When you address someone in Gaelic, you must use the vocative case, which is formed by using "a" except when the name begins with a vowel (like Anna and Eilidh and Iain). So, with the lenition that Maria_Annna describes above, if you are addressing Mairi, it becomes A Mhairi. And this is also how Seumas morphs into the anglicized Hamish -- because to address Seumas, you have to say, A Sheumais.

A friend describes the effect as making the form of address sound softer and more intimate. I have no idea if that has any historical validity, but it helps me remember the rules for vocative.


good explanation! where are you from?


Is "tapadh"=thank and "leat"=you, or does the phrase "tapadh leat" have a different literal translation but is used for thank you (sorta like "de nada" is used for "you're welcome" in spanish)?


Caraid is not a typo! :) Charaid is just a lenition of the word caraid and so both versions should be accepted as a proper translation of "friend".


In this example though, you need to use the vocative case as you are directly addressing your friend. So it has to be a charaid.


When does one use "leat" and when does one use "leibh"? Sometimes it doesn't seem to matter and other times it does.


"leat" = le + thu; you, singular "leibh" = le + sibh; you, plural & you, polite


how are you supposed to be able to answer the questions without having been introduced to the words int he first place? I find the teaching methods on this course very random! what do the words tapadh leat mean? this is the first time I have come across them. why not teach the words BEFORE asking you to translate them?
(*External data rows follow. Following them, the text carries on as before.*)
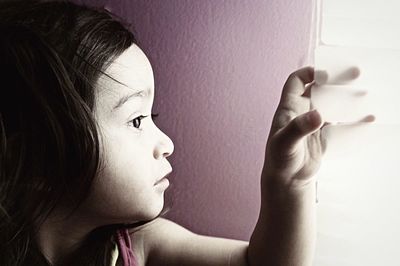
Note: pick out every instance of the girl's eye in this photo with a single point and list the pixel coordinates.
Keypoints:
(137, 121)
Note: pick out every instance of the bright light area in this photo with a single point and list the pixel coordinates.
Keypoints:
(358, 208)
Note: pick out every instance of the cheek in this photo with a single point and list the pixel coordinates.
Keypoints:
(124, 189)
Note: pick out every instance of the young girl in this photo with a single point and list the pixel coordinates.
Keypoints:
(83, 166)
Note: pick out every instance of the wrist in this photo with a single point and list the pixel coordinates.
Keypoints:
(277, 189)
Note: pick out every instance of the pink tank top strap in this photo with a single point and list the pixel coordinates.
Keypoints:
(125, 247)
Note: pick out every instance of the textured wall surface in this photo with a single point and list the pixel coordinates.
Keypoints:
(219, 68)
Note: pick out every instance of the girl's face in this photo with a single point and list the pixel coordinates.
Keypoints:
(134, 150)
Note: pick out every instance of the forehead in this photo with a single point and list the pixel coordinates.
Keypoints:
(131, 68)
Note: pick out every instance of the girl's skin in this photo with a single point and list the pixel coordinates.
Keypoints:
(136, 154)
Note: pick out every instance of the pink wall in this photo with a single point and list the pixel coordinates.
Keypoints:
(219, 68)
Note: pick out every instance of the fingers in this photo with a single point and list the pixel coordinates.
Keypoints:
(303, 125)
(336, 77)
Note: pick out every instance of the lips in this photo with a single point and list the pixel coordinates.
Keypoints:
(159, 180)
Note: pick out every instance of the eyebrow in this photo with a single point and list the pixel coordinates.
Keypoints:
(136, 94)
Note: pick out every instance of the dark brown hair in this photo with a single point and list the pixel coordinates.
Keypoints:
(52, 54)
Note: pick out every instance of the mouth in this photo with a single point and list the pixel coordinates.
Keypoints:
(163, 178)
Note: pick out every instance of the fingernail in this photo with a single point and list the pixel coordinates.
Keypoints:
(314, 118)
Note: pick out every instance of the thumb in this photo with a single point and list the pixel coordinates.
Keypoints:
(298, 128)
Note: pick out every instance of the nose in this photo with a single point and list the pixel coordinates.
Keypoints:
(164, 147)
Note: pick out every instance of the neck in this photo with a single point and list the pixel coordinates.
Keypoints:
(59, 236)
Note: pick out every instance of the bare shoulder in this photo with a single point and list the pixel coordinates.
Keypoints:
(164, 242)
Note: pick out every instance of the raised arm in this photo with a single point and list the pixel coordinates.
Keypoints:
(285, 231)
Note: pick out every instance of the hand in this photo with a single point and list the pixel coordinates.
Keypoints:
(295, 146)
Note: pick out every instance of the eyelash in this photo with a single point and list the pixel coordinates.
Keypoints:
(140, 118)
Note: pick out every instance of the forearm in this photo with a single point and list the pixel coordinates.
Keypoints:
(285, 231)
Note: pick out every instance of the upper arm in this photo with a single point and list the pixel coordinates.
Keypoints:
(167, 243)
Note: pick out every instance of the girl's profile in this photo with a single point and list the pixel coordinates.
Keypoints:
(83, 166)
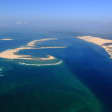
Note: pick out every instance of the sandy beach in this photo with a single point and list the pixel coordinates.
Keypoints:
(13, 53)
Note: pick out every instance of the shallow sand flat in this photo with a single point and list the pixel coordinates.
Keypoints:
(104, 43)
(13, 53)
(32, 43)
(6, 39)
(49, 64)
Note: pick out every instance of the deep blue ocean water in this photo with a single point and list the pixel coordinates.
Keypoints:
(83, 83)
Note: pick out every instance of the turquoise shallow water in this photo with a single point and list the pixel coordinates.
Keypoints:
(60, 88)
This lesson is the first time 'tapadh leat' is introduced. If you hover over the word or phrase, it'll show you the hint.


Thank you! I didn't know about hovering! That explains a lot!
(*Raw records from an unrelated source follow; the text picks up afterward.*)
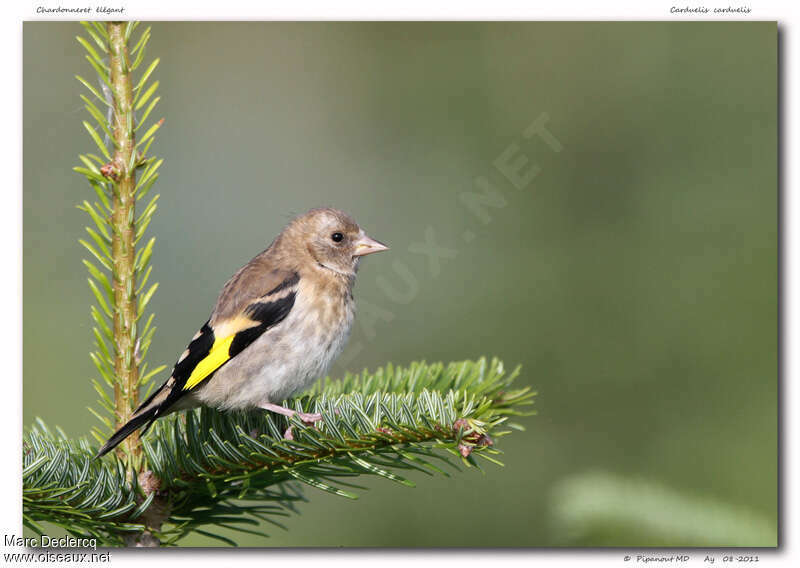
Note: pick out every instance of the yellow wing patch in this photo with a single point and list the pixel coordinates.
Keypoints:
(210, 363)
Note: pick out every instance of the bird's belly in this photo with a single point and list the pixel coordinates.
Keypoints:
(283, 361)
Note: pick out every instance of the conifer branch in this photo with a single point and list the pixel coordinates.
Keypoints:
(425, 418)
(123, 164)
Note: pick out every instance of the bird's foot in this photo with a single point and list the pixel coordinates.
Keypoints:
(305, 417)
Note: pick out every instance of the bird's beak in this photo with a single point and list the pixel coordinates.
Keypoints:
(366, 245)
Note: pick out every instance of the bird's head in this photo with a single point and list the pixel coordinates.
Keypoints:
(333, 239)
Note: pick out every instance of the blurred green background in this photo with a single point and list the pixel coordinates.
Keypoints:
(635, 279)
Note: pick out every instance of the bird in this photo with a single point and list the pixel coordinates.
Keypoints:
(277, 325)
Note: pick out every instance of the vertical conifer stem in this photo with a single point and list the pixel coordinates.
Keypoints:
(124, 231)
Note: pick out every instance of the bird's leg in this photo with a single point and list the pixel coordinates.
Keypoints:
(307, 417)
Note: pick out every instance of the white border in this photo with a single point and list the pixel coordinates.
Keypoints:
(11, 244)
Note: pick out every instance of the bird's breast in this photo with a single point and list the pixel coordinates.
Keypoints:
(290, 356)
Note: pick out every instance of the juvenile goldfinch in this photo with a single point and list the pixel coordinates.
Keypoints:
(278, 324)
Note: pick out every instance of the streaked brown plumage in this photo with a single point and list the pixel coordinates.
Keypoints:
(277, 325)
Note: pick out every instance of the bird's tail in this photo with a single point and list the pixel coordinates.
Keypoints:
(147, 412)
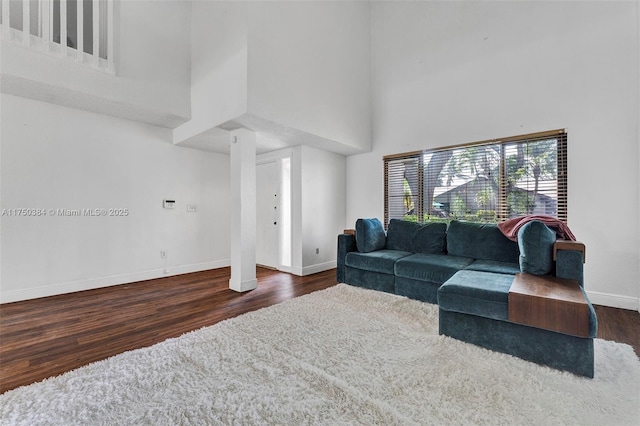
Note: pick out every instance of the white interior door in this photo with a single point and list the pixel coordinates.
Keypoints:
(267, 215)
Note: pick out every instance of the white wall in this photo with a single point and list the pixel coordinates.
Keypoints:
(218, 33)
(453, 72)
(318, 206)
(58, 157)
(309, 68)
(323, 205)
(152, 54)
I noticed a lot of commas missing in the translations to Gaelic. Are they not used/is it not common or is that just the course? For instance would it be grammatically correct in Gaelic to write "Fàilte agus tapadh leat, a charaid"?


Ah, no. Sadly they are typos that we can't fix at the moment. It'll get fixed one day, it's just low on the list of priorities at the moment :(

So yes, Gaelic does use the vocative comma as English does, it's just missing from the above sentence.